Over time there have been inconsistencies in coding standards required by major standard-setting organizations concerning the item sets required, the codes and coding instructions employed, and the timing of adoption of new or revised codes that affect the use of data compiled over several years and from multiple sources. These issues are described below. The standards for tumor inclusion, reportability, and multiple primary rules are addressed separately in Chapter III.

The UDSWG will continue to seek consensus on unresolved issues. Before new standards can be agreed upon, all interested parties must be provided sufficient time to study the proposals. Once UDSWG approves new standards, there must be adequate time for implementation. All members are encouraged to present suggestions or comments on proposed changes to the standards to UDSWG. The NAACCR website,, provides the name of the Committee Chair and electronic forms for proposing additions or revisions.

This chapter describes coding issues affecting each of the following types of measures:

The descriptions in this chapter are intended to provide a summary of coding issues.
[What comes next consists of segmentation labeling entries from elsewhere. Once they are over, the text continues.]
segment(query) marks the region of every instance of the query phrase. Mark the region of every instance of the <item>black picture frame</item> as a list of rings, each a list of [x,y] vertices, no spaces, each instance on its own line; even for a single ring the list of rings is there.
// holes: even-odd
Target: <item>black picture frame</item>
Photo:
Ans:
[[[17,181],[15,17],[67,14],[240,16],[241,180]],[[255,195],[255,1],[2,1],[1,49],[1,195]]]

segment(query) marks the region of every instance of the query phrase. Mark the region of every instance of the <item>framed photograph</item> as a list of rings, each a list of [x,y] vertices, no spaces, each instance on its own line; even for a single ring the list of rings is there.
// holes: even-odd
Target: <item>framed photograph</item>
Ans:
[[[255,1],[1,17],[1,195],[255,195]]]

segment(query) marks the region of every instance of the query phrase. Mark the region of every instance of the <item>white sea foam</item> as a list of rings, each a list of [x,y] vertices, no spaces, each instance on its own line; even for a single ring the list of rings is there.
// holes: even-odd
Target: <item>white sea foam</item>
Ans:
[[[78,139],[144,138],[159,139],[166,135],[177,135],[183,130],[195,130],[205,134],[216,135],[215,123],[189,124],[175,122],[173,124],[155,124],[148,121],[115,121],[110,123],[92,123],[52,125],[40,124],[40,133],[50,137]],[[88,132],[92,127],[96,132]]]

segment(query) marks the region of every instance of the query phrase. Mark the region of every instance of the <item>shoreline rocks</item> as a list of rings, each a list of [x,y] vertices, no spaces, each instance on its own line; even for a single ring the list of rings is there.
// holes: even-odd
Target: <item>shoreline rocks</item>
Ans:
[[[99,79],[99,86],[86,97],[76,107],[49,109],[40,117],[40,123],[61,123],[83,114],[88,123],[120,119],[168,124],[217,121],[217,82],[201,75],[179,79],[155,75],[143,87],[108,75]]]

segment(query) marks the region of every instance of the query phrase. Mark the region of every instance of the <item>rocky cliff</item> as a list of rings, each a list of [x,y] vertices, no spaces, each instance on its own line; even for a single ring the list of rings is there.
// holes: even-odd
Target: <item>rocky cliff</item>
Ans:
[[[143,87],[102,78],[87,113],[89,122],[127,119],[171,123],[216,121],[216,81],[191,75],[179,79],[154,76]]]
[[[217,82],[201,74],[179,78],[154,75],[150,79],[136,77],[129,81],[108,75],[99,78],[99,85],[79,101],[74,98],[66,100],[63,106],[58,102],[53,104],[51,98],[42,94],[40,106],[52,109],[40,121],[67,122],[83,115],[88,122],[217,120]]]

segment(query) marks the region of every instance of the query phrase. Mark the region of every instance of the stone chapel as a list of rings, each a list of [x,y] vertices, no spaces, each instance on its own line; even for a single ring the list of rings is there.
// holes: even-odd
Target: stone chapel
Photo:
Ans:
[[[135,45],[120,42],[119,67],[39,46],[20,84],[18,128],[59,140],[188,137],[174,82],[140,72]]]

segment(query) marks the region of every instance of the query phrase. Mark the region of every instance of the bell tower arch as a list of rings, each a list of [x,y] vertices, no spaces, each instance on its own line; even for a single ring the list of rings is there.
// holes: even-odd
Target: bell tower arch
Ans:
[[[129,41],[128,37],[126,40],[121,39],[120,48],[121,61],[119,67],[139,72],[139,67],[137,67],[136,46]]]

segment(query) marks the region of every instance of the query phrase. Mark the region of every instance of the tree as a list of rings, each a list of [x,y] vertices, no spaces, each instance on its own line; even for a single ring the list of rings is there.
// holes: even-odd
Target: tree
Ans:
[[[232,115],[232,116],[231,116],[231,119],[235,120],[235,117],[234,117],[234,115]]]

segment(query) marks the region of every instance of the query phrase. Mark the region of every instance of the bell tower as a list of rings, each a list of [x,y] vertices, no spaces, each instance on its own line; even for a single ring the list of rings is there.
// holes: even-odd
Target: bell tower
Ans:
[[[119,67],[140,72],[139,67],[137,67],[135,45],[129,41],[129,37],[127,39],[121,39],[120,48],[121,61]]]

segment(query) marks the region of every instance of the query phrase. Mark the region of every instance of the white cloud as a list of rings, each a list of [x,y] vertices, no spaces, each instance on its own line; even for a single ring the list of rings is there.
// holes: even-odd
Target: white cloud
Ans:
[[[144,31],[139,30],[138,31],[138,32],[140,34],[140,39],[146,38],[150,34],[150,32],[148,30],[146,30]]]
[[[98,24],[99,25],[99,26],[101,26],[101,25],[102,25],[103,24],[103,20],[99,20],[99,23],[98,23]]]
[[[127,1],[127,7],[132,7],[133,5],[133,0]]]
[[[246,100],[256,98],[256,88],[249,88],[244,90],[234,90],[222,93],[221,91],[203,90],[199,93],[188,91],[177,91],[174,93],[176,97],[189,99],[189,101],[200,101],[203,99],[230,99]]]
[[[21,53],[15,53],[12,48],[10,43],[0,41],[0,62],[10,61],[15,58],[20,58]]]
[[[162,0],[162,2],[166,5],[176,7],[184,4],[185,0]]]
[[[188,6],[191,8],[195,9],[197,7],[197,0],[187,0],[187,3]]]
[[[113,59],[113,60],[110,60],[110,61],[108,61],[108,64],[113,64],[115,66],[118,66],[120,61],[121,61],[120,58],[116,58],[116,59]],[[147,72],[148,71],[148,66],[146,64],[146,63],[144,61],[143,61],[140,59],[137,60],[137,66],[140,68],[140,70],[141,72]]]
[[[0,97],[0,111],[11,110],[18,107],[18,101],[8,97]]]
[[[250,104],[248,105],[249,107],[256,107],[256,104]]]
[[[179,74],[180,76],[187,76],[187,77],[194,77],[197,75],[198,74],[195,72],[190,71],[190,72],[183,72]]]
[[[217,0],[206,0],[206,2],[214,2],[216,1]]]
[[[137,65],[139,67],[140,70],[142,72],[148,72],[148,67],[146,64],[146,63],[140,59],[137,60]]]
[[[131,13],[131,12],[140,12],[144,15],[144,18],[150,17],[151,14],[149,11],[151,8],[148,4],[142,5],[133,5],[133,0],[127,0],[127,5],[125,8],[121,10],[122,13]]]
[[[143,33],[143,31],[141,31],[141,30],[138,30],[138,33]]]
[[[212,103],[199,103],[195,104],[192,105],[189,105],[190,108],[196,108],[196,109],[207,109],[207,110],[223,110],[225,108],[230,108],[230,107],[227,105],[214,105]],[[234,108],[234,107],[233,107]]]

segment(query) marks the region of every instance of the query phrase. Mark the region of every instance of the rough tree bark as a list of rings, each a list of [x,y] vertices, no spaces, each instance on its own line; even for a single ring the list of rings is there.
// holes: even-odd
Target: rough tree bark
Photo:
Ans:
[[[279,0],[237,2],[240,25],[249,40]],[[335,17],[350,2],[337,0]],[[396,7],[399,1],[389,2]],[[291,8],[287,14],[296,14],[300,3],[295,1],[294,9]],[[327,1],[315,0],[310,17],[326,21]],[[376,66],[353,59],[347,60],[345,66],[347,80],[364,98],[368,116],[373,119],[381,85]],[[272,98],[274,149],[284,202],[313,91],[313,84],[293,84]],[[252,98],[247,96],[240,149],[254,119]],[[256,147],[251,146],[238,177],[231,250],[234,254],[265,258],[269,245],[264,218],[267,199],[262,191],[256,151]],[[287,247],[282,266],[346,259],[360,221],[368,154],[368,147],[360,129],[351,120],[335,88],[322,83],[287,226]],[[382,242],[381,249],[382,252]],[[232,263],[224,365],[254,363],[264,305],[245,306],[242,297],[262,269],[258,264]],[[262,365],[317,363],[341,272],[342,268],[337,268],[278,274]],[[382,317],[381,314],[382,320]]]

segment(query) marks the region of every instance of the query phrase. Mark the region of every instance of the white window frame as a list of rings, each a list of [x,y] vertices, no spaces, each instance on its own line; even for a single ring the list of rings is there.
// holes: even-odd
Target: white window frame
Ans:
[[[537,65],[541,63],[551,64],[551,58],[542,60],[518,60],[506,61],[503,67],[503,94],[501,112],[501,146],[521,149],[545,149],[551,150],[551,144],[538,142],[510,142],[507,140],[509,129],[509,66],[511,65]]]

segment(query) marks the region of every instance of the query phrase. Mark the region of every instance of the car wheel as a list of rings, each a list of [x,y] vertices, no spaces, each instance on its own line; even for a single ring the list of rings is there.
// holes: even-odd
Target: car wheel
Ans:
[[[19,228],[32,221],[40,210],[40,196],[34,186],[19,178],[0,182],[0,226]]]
The original manuals should be consulted when a particular data use requires more detail. This chapter does not track changes made in individual codes over time. Some changes are noted in the individual item dictionary descriptions, and further information can be obtained from historic versions of this volume and from the individual standard setters associated with the items.

County--Current [1840] and County at DX [90]

NAACCR has adopted the Federal Information Processing Standards (FIPS) codes for county as the standard in this volume (see Appendix A for codes). However, standards for codes used vary somewhat by standard setter. For cancers diagnosed prior to 2002, the use of FIPS codes was not universally adopted. For this reason, users of data should determine which codes were used for coding County at DX in a particular file, since no field indicating “County at DX Coding System” is included in the NAACCR layout.

Spanish/Hispanic Origin (Hispanic Ethnicity) [190-210]

Although agreement on standard codes for the data item “Spanish/Hispanic Origin [190]” has been reached, substantial variation persists among registries in how Hispanic ethnicity or Spanish/Hispanic Origin is determined. Procedures for determining ethnicity include:

Population-based registries should attempt to categorize their cases using a method that best approximates the method used by the Census Bureau to determine ethnicity in the population denominators. A standard best method has not been determined. At this time, collection of ethnicity data is not a standard applied by the Canadian Cancer Registry or the provincial/territorial registries.

Attempts have been made to evaluate and improve numerator data based on various methodologic approaches to determining Spanish/Hispanic Origin. NAACCR sponsored a symposium in Atlanta, GA, in January 1996 to discuss methodologic issues faced when attempting to measure cancer among Hispanics. A report was prepared and is available on the NAACCR website ( under the heading “Epidemiologic Reports.” In 1999, a research group was formed from representatives of NAACCR to address issues of definition and to produce comparable data for Hispanic ethnicities across the United States. The group, operating under the auspices of the NAACCR Data Evaluation and Publications Committee, led to the creation of the NAACCR Hispanic Identification Algorithm (NHIA), an algorithm that uses a combination of NAACCR variables to directly or indirectly assign ethnicity.

Registries continue to use different methods to code Hispanic ethnicity. Users of the data must be able to determine how Hispanic ethnicity coding was assigned in a particular file. Based on historical and current discussions, NAACCR includes the field Spanish/Hispanic Origin [190] for direct recording of ethnicity from the medical record, as well as fields for Computed Ethnicity [200], Computed Ethnicity Source [210], and NHIA Derived Hispanic Origin [191].

Occupation and Industry [270-330]

Most population-based registries have found the collection of usual occupation and industry data to be difficult and of limited utility, and for many years no consensus on data items and codes for occupation and industry had been achieved. In 1992, the Cancer Registries Amendment Act required central registries funded by NPCR to collect occupation or industry data to the extent available in the medical record.33

Data on usual occupation and industry are unavailable in an unknown, but significant, proportion of medical records. Even when available, the quality of the data in the medical record is generally untested and often limited to less useful information such as “retired.” Concurrently, this information generally is available in text format on death certificates and, in some states, on the associated state mortality data files.

Some state mortality data files also contain the associated occupation and industry codes in addition to the text data. Much work remains to be done to improve the availability and capture of this potentially important information.

NAACCR will continue to discuss the quality and completeness of occupation and industry data and will reconsider the inclusion of occupation and industry in its recommended data sets.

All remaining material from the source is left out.